Изменникам измены не позорны.
Придет отмщению своя пора...
Но стыдно тем, кто, весело-покорны,
С предателями предали Петра.

Чему бездарное в вас сердце радо?
Славянщине убогой? Иль тому,
Что к "Петрограду" рифм грядущих стадо
Крикливо льнет, как будто к своему?

Но близок день - и возгремят перуны...
На помощь, Медный Вождь, скорей, скорей!
Восстанет он, все тот же, бледный, юный,
Все тот же - в ризе девственных ночей,

Во влажном визге ветреных раздолий
И в белоперистости вешних пург, -
Созданье революционной воли -
Прекрасно-страшный Петербург!



***
Твои народы вопиют: доколь?
Твои народы с севера и юга.
Иль ты еще не утолен?
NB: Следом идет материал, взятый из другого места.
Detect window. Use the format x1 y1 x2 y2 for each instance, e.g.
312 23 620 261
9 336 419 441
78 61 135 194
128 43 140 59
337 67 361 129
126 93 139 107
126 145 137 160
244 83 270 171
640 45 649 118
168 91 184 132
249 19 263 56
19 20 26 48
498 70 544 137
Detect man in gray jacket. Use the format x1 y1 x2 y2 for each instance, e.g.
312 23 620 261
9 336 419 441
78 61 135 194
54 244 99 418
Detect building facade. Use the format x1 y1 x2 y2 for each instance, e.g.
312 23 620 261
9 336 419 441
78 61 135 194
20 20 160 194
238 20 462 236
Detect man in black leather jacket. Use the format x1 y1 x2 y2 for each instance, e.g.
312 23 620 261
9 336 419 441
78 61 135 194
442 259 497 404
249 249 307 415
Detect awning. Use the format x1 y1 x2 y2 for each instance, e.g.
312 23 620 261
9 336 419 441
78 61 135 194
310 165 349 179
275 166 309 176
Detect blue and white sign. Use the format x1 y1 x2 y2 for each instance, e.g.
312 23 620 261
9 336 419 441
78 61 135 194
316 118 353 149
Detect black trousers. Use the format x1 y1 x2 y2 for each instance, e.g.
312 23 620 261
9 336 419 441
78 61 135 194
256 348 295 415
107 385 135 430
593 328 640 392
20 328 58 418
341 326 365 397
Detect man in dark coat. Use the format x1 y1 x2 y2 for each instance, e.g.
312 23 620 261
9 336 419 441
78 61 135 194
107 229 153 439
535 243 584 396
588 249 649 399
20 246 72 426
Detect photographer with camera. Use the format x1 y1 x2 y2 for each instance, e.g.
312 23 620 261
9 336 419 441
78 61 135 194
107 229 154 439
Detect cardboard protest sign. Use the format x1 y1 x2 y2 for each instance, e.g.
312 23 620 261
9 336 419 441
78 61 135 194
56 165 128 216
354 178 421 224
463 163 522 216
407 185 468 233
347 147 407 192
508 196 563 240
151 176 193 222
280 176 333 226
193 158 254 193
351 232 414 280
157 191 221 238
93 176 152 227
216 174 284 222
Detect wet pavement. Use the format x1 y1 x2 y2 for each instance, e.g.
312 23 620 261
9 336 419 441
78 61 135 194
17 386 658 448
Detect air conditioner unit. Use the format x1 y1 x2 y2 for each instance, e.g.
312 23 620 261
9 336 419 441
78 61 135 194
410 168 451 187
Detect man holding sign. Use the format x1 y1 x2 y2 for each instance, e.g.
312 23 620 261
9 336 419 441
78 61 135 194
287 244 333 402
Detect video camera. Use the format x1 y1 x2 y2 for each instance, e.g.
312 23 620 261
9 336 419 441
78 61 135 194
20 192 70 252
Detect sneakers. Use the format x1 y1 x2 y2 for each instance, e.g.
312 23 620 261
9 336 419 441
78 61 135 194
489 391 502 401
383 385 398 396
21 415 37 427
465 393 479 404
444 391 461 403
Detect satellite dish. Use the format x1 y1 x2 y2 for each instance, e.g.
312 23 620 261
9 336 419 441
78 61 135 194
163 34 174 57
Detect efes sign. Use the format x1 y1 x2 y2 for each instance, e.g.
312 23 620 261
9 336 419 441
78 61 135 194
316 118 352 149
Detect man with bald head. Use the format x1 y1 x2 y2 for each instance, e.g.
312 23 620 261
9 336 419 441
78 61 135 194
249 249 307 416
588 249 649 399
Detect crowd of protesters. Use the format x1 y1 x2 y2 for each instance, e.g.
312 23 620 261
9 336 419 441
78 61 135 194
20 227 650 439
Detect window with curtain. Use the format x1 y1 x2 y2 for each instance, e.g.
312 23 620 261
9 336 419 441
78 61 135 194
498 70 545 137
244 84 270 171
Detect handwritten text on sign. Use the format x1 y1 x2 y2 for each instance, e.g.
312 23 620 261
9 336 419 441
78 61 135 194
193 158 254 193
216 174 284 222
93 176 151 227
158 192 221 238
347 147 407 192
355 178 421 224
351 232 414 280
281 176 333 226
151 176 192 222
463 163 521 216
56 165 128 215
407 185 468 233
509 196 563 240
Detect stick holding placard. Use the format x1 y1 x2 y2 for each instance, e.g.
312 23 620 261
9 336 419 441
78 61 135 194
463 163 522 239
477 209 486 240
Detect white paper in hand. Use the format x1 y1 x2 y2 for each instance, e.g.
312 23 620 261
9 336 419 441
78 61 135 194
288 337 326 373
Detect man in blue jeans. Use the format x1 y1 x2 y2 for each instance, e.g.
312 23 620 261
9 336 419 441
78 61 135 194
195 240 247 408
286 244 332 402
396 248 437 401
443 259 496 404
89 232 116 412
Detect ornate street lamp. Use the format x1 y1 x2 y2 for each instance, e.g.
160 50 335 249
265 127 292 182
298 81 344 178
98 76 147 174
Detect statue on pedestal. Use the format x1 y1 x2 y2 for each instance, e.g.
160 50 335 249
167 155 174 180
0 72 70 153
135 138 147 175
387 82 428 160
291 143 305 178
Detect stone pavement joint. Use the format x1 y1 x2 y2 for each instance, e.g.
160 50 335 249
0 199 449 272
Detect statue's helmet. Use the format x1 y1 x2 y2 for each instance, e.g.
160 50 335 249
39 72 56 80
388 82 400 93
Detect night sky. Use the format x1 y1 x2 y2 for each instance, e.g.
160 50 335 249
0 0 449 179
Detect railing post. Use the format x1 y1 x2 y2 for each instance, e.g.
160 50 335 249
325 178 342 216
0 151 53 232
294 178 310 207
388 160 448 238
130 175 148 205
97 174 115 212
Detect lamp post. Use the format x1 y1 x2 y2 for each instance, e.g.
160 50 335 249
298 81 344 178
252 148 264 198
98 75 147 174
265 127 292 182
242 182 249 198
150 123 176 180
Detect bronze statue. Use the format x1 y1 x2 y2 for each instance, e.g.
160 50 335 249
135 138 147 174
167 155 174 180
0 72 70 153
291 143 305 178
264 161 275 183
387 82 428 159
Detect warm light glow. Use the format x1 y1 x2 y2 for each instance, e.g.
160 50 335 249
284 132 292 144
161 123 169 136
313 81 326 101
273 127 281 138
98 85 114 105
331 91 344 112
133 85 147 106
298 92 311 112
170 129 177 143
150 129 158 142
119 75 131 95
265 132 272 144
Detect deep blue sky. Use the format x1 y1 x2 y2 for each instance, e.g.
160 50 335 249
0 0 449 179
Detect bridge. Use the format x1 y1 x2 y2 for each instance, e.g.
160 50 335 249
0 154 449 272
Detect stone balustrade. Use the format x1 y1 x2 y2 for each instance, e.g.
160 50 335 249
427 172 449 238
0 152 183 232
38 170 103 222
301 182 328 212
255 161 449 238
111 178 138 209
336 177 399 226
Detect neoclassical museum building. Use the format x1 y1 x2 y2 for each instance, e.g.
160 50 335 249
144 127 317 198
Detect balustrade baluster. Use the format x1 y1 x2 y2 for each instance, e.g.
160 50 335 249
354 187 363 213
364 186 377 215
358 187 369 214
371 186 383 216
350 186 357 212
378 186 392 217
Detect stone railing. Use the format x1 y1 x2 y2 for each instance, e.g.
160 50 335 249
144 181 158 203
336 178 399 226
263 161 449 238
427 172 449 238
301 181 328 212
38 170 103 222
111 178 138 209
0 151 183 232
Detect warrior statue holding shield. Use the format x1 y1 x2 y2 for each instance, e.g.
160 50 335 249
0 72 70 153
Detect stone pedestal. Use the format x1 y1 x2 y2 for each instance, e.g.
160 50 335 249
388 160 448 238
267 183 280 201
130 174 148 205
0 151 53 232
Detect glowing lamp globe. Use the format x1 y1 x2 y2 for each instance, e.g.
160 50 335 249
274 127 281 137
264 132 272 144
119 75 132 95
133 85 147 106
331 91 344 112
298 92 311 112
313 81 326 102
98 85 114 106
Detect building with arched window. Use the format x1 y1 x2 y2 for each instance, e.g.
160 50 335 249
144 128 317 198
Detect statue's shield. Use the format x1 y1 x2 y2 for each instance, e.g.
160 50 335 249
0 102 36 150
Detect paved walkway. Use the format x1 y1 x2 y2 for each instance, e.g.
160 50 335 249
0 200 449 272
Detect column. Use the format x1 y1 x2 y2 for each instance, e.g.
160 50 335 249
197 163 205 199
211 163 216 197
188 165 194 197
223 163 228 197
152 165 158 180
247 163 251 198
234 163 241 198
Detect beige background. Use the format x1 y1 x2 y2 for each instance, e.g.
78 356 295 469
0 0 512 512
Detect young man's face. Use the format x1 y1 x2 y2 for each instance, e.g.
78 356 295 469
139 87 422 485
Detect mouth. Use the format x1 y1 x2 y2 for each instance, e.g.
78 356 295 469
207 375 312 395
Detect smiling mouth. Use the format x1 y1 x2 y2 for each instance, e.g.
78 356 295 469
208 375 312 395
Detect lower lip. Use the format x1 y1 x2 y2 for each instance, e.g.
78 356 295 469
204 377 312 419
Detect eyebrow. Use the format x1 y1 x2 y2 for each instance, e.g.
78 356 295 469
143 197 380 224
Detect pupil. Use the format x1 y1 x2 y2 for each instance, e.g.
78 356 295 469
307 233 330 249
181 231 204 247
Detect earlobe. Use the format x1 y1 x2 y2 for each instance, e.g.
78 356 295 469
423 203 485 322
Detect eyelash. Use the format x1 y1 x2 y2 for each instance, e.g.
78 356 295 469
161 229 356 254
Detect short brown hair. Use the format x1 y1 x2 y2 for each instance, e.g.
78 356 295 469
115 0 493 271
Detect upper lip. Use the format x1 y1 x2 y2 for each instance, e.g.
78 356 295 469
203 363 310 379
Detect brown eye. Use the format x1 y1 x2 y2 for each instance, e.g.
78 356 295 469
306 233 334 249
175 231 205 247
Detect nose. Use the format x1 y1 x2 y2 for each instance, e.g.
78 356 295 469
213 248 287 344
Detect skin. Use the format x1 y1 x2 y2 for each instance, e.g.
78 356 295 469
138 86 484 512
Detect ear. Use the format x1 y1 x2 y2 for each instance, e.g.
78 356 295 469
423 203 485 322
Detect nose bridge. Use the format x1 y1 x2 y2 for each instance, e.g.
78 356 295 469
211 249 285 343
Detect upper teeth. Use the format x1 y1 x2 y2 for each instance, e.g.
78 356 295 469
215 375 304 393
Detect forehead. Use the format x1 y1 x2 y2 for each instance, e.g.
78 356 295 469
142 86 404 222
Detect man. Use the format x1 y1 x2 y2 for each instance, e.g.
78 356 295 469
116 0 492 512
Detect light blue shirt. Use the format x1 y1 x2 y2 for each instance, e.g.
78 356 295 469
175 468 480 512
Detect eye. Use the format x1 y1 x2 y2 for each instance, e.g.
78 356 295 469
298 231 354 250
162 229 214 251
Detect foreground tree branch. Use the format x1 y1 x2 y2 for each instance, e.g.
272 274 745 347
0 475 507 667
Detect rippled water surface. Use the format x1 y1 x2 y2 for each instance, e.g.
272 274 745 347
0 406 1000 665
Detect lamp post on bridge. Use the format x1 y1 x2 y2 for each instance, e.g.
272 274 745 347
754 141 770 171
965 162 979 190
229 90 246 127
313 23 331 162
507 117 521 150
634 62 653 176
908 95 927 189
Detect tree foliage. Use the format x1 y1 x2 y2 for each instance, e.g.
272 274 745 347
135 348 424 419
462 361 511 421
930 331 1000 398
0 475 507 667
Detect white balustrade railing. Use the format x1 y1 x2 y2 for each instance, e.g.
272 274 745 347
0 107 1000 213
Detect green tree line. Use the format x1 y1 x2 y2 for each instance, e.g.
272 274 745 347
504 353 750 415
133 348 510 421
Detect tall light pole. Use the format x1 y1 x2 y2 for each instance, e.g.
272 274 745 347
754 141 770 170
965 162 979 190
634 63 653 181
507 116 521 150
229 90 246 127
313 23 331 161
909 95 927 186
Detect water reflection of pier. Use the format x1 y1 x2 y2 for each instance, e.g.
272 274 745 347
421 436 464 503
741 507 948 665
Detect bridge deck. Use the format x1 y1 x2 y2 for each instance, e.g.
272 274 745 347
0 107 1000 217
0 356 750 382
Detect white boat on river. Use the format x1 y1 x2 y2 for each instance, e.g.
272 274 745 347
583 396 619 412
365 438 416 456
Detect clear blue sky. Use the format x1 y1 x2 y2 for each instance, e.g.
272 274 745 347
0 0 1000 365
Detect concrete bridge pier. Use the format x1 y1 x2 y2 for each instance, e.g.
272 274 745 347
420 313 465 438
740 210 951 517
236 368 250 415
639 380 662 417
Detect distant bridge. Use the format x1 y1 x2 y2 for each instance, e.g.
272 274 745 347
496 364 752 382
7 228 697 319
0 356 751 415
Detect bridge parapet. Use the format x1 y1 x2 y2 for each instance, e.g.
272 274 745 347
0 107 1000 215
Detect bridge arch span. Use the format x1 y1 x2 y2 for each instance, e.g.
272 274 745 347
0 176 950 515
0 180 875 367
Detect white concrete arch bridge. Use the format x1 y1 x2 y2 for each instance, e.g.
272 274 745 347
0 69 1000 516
Позволь
Сынам земли не убивать друг друга!

Не ты ль разбил скрижальные слова,
Готовя землю для иного сева?
И вот опять, опять ты - Иегова,
Кровавый Бог отмщения и гнева!

Ты розлил дым и пламя по морям,
Водою алою одел ты сушу.
Ты губишь плоть... Но, Боже, матерям
Твое оружие проходит душу!

Ужели не довольно было Той,
Что под крестом тогда стояла, рано?
Нет, не для нас, но для Нее, Одной,
Железо вынь из материнской раны!

О, прикоснись к дымнобагровой мгле
Не древнею грозою, - а Любовью.
Отец, Отец! Склонись к твоей земле:
Она пропитана Сыновней кровью.



Снег

Опять он падает, чудесно молчаливый,
Легко колеблется и опускается…
Как сердцу сладостен полет его счастливый!
Несуществующий, он вновь рождается…

Все тот же, вновь пришел, неведомо откуда,
В нем холода соблазны, в нем забвенье…
Я жду его всегда, как жду от Бога чуда,
И странное с ним знаю единенье.

Пускай уйдет опять – но не страшна утрата.
Мне радостен его отход таинственный.
Я вечно буду ждать его безмолвного возврата,
Тебя, о ласковый, тебя, единственный.

Он тихо падает, и медленный и властный…
Безмерно счастлив я его победою…
Из всех чудес земли тебя, о снег прекрасный,
Тебя люблю… За что люблю – не ведаю.